The money issues confused me the most in the book. This is one area that didn't have a lot of explanation, just comments like "his wife took all his money," etc. There is one section that talks about Sixx and the amount he blows on, well, blow. It's something like a thousand a day for years and years on top of a 40 thousand dollar a month mortgage. At one point, Neil was so broke, the band would do special shows just so he could pay his bills. Another time, during a poorly received tour, Mick Mars was so broke he couldn't contribute 75 thousand to help the band. Being a poor nobody makes me sick when I think how much money these guys wasted when so many people are starving to death in this country.

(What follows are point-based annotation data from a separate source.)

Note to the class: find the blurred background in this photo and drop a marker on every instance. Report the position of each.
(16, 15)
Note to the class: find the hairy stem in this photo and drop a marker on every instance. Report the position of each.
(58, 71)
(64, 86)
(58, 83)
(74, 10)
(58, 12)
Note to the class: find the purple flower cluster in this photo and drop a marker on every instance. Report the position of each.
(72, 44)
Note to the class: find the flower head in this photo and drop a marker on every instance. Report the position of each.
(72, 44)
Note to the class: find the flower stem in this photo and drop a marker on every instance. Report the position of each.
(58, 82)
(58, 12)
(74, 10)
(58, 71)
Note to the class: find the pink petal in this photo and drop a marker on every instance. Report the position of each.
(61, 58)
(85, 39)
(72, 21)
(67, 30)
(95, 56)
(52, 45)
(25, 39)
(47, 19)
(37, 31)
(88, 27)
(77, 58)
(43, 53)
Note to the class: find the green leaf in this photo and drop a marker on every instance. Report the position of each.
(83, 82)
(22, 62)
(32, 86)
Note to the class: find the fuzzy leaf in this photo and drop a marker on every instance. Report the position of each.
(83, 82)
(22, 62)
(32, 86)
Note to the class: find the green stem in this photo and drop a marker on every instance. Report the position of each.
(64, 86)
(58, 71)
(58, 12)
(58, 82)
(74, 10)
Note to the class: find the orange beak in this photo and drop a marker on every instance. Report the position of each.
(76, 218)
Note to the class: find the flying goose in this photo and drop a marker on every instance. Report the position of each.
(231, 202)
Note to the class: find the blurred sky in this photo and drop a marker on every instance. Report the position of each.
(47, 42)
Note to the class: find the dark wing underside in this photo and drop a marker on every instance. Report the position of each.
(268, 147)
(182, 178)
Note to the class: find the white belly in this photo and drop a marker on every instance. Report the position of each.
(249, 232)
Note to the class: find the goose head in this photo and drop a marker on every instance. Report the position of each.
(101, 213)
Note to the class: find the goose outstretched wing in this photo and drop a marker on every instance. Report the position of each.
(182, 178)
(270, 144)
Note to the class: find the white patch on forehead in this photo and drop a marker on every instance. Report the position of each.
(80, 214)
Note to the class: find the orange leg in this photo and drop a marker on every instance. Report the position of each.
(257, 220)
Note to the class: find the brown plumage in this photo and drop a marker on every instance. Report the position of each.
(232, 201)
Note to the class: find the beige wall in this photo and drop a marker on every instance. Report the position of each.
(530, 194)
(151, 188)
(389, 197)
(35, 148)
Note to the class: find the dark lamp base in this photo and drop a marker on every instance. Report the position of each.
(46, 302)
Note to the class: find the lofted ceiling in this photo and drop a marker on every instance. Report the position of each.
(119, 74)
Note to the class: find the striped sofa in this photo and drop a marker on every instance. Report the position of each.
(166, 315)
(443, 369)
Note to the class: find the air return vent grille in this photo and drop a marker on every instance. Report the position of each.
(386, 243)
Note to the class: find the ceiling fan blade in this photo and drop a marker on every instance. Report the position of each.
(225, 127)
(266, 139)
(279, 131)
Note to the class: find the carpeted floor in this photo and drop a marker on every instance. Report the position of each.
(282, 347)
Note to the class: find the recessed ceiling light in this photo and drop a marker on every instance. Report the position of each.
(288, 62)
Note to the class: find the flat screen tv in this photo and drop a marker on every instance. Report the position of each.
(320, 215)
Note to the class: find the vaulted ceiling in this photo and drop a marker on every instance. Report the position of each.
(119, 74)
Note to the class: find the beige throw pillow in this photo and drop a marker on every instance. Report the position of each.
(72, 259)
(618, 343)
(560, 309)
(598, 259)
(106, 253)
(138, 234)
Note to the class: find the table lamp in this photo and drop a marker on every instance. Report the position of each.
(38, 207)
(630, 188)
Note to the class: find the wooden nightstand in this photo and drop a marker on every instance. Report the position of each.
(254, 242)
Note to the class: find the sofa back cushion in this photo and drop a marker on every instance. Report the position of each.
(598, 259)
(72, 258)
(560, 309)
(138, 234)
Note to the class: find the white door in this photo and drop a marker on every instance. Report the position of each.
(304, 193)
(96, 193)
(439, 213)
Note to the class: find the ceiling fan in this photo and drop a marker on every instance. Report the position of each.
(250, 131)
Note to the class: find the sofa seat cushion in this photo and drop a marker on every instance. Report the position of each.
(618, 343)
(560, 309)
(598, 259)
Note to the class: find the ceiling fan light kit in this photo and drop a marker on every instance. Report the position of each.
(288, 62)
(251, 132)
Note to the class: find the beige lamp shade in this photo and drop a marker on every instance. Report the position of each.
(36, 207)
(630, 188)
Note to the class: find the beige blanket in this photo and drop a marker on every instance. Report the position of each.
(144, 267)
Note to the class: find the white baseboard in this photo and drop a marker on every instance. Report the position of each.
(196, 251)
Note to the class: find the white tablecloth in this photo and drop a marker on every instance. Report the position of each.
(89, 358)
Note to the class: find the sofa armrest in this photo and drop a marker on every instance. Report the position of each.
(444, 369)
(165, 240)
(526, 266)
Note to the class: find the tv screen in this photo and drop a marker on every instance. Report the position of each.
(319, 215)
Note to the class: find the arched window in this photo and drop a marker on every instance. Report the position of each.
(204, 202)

Now to the enigma of the book and the band: Mick Mars. He has the fewest chapters, and they have a completely different tone then the rest of the book. He suffers from a rare disease called Ankylosing Spondylitis that basically destroys your spine and makes living very painful. So, during the book, Mars doesn't really dwell on his disease, except to say that he feels guilty for not being able to move around on stage like the other guys. Plus, he's way older, so he wasn't really into the wild debauchery the other three always seemed to enjoy. According to the book, he didn't cheat when he was married and never fell off the sobriety wagon. He was just the outsider, trying to fit in. Now that I think about it, no other band member mentioned Mars' rare condition. All through the book, Tommy says "silence equals death," and they were never really there for each other, including when Mars was at his sickest.
So, that's the final point. While the men acted as a party unit to create havoc in the world, they never really considered themselves more than a band. When you're with the same four people for more than 25 years, you have to start thinking of each others as more than coworkers and more like family. Or, at the very least, friends.